Я приходил к сессии вместе с бородачами-заочниками. Они словно с геологическими партиями возвращались или действительно. Я же делал вид, что я тоже издалека, сам же работал дворником в московских дворах, то в одном, то в другом.
Помню свой восторг перед очниками. Они, как Дети Солнца, стояли перед крыльцом особняка, тогда как мы, заочники, смели околачиваться только возле флигеля заочного отделения и высших литературных курсов, пристыженно курить, притушенно улыбаться друг другу в бороды. Я смотрел в сторону очников наиболее дерзко, чем вызывал укоризну у своих товарищей-заочников.
Однажды я решился и рванул в сторону очников. Это было нарушением всех правил. Очники иногда оказывались среди нас, заочников, как среди мшистых елей, но мы, заочники, туда в солнечный особняк не ходили никогда. А я пошел.
Очники глянули на меня надменно и с опаской. Я подошел к самой светлой из них. Я, в своих дворницких обносках, драматург, пишущий и переписывающий единственную пьесу под названием «Клоун в обмороке», подошел к ней.
Дело в том, что я ее узнал. Мы были в одном детском саду. Тогда я подговаривал мальчиков подойти и поцеловать ее, потом, когда они покушались, подлетал и бил их. Но теперь я сам решился.
– Мы с тобой были в одном детском саду. Ты помнишь? Я тогда любил тебя. Обычно я любил в младенчестве взрослых женщин, но ты стала исключением. Ты помнишь?
– Нет, конечно. Что за бред? Странный способ знакомиться.
– Это не бред. Мы действительно были в одном детском саду.
– Ну и что теперь нам делать?
– Ты мне тогда доверяла. Я увел тебя с территории детского сада за мороженым. Нас настигли уже возле ларька.
– А, правда! Действительно что-то такое было, – округлила светло-голубые глаза девушка.
Ее пажи-очники глядели на меня гадливо, а она нет, ничего. Она, как я потом выяснил, не была брезглива.
– Я человек слова. Я сказал, что куплю тебе мороженого, значит, куплю. Предлагаю сейчас с этой территории за ним и отправиться.
– За мороженым? – растрогалась она.
– Да.
– Ну почему же за мороженым? Давай мороженое чем-нибудь заменим. Портвейном, например.
– Ты чудо, Зина.
– Ты помнишь, как меня зовут?
– Как забыть.
Она бросила компанию очников, бросила на сегодня занятия и пошла со мной. Очники смотрели нам вслед озлобленно, а мои заочники издали – с горьким сожалением! Нельзя подходить к очникам, нельзя! – рисовался упрек в дымке их сигарет.
И они были правы. После всплеска счастья я ушел в продолжительное отчаяние.

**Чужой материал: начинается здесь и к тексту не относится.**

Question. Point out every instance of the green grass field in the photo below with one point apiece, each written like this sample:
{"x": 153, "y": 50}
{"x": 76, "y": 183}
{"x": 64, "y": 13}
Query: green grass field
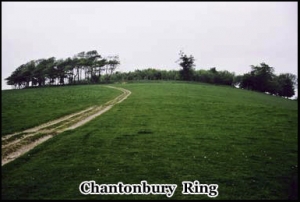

И только моя жена Нина меня спасла от Зины. Другое ничто не помогало.
Отсутствие брезгливости у такой красавицы, как Зина, сначала повернулось полной, практически маниакальной преданностью мне, Зина целовала мне босые ноги после дворницкой смены, потом – совершенным ко мне безразличием. Однажды она просто вернулась к крыльцу очного отделения, и всё.
Я несколько раз подходил к их крыльцу, но она глядела на меня изумленно и досадливо: как этот жалкий заочник посмел приблизиться? Пересечь двор и оказаться на запретной для заочником территории? Я стоял в позоре, как вусмерть пьяный, хотя пьяным на тот момент не был, и улыбался бессильно, как Гуимплен.
Мой друг-заочник, с густой, словно навощенной, бородой парень, мне сказал: «Это ведь хорошо, что вы расстались. А то бы она из тебя всю кровь выпила». Завидовал, может быть, ведь он был столь полнокровный, что, казалось, сам хочет, чтобы у него крови отхлебнули. Хочет и одновременно боится. В этом противоречии он после института переехал в деревню. А там вечерами блуждал, большой, бородатый, вдоль изб и словно бы предлагал весело и смущенно крестьянам испить своей крови. Пока же он меня предостерегал от Зины тогда, когда предупреждения уже были не нужны.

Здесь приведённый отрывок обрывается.